In modeling situations, it may seem difficult to select an appropriate distribution among the large variety of possible candidates. The potential candidates may be narrowed by focusing on the domain of the set of values the distribution generates.
The Bernoulli distribution is appropriate for modeling $\{0,1\}$ values. The binomial and hyper-geometric distributions are appropriate for modeling $\{0,1,\ldots,n\}$ values. The Poisson and geometric distributions are appropriate for modeling non-negative integers. For continuous data, the beta distribution is appropriate for modeling continuous values in $[0,1]$ (or some other range if appropriate shifting and scaling are performed). The gamma and exponential distributions is appropriate for modeling continuous non-negative values (exponential for strictly decreasing distributions and gamma for potentially unimodal distributions). The Gaussian and $t$ distributions are appropriate for modeling continuous real-valued data (Gaussian distribution for exponentially decaying distribution and $t$ distribution for polynomially decaying distributions).

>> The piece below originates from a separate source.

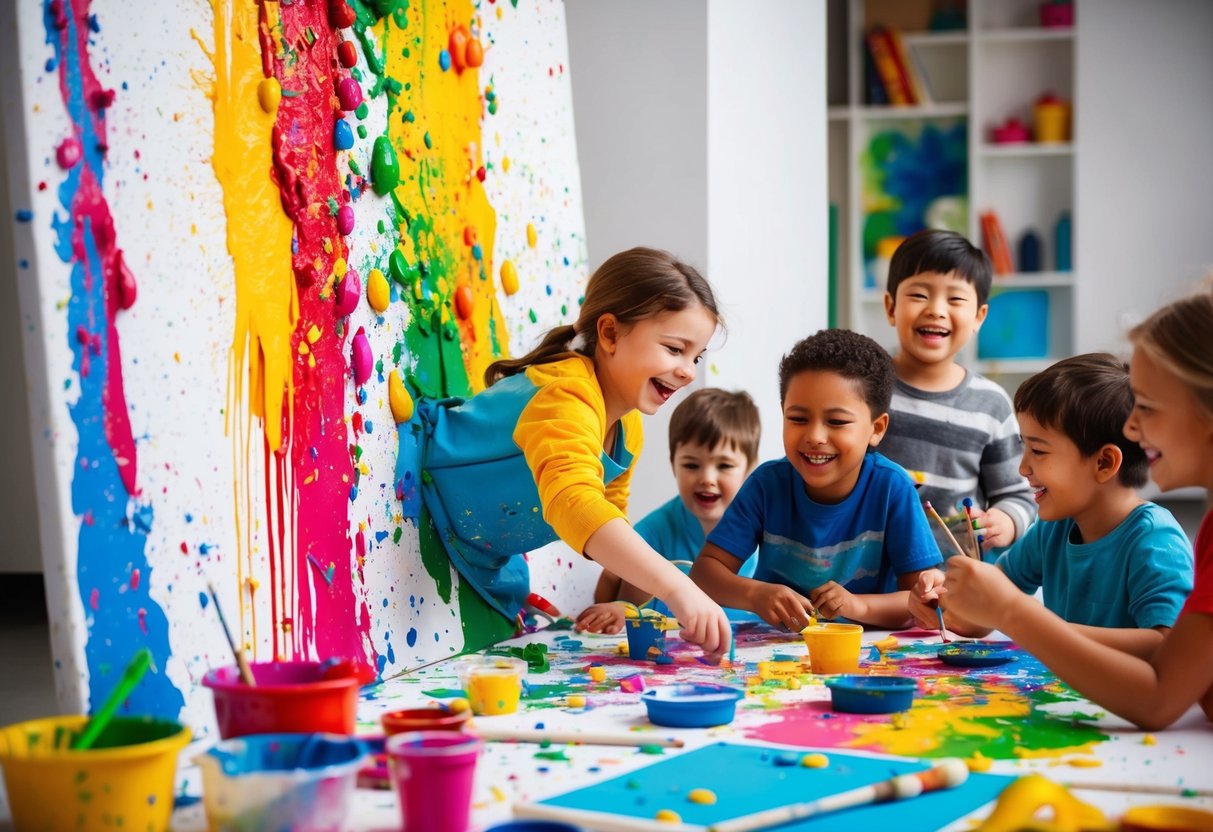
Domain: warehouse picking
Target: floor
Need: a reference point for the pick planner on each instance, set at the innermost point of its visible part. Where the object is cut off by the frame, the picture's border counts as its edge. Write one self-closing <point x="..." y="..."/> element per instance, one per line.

The canonical distributions above have pdfs with simple shapes, for example monotonic increasing, monotonic decreasing, or unimodal. In cases where the required distribution exhibits more complex shapes, we can select an appropriate mixture distribution. As the number of mixture components is increased, more flexibility is obtained (at the price of an increase in the number of parameter).
A comprehensive description of these and other distributions is available in manuscripts specializing in distributions, for example (Forbes, 2010).